I have the Mercier Kilo which is basically the same thing and it was worth every penny.


----------



## robcycle (May 10, 2006)

lapdog said:


> Sounds cheap.


You might be right. 

If it were me, I would convert an old road bike and beat the hell out of it.

-Rob.


----------



## Grindmonkey7 (Apr 5, 2005)

*Yes. I have a Messenger.*

I think it is worth the price. I've had mine for 2 months now and I ride it more than my other bikes, road use only. I have gotten the upgrade components bug. I plan to change
the drive train and wheels at some point, maybe the handle bar as well and the brakes.
What I'm saying is the frame is very nice, I wanted steel. I like the idea of the horizontal track ends and the track spacing on the fork ends. The bike rides fine, there is an intermintent creaking somewhere in the drivetrain. Possibly in the freewheel.
As far as conversion of an older bike, I've done that and this new MB bike is better as far as ride quality goes.
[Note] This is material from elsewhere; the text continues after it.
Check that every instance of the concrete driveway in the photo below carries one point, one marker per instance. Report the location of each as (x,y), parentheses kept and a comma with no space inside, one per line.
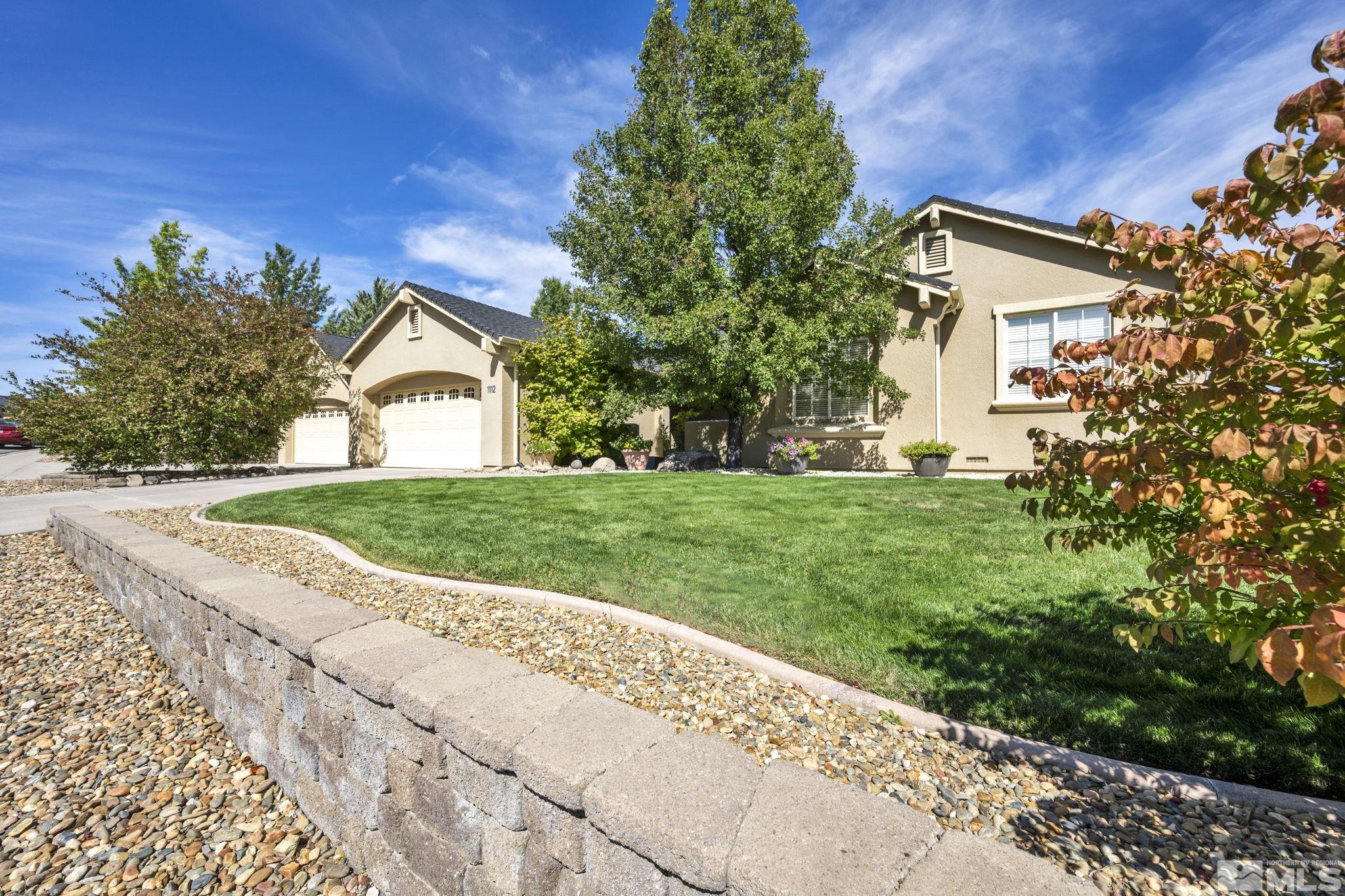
(26,464)
(30,512)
Of course you could spend more and go for a Bianchi, Kona, Surly, Schwinn or SE. All are nice options.


----------



## Sasquatchcycles (Jul 19, 2007)

Nothing wrong with the bike at all IMHO...steel frame, decent spec, low price. You could of course buy an old bike, strip it, and build it up with a similar spec for less money, but not that much less...with that said, I've never purchased anything from bikesdirect but I don't think Motobecane deserves the bike snobbery I sometimes see.


----------